J.D. POWER SURVEY GIVES POINTS TO AT&T WIRELESS

wirelessweek.com

According to a study released yesterday, AT&T Wireless Services' Digital One Rate plan and the AT&T brand have propelled the carrier to the customer satisfaction forefront in nine of 13 markets surveyed by market research firm J.D. Power and Associates.

AWS has the highest overall customer satisfaction ranking in Denver; Las Vegas; Miami; Minneapolis; Pittsburgh; Portland, Ore.; Sacramento, Calif.; Tampa, Fla.; and Washington, D.C./Baltimore.

In its 1999 U.S. Wireless Customer Satisfaction Study, J.D. Power says Bell Atlantic Mobile Inc. outranks its competitors in Boston and New York, the latter city being AWS' Achilles' heel.

On the West Coast, AirTouch Cellular leads in three of the 10 markets in which the carrier is measured: San Diego, Seattle and Los Angeles. BellSouth Mobility took the "satisfaction leader" distinction in Atlanta, while BellSouth Mobility DCS won in Charlotte, N.C. Other customer kudos went to Ameritech Cellular in Chicago and St. Louis, Sprint PCS in Dallas, GTE Wireless in Houston and Cellular One in San Francisco. No winner was established in Detroit.
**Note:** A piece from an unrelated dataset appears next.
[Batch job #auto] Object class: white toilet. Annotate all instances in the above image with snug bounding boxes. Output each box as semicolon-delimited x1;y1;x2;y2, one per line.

J.D. Power's study is weighted differently on a variety of criteria: call quality, pricing options, corporate capability, customer service, cost of roaming, handsets and billing.

The survey results also illustrated how competitive pricing contributes to the increase in the average number of minutes used by subscribers. Minutes of use grew from 199 in 1998 to 242 in 1999. Monthly wireless household expenditures remained flat for the past two years, with the 1999 level at $64, the report said.

About 43 percent of households with incomes of at least $25,000 report having a wireless phone, an increase from 35 percent last year. Another 8 percent of surveyed households said they plan to subscribe to wireless services.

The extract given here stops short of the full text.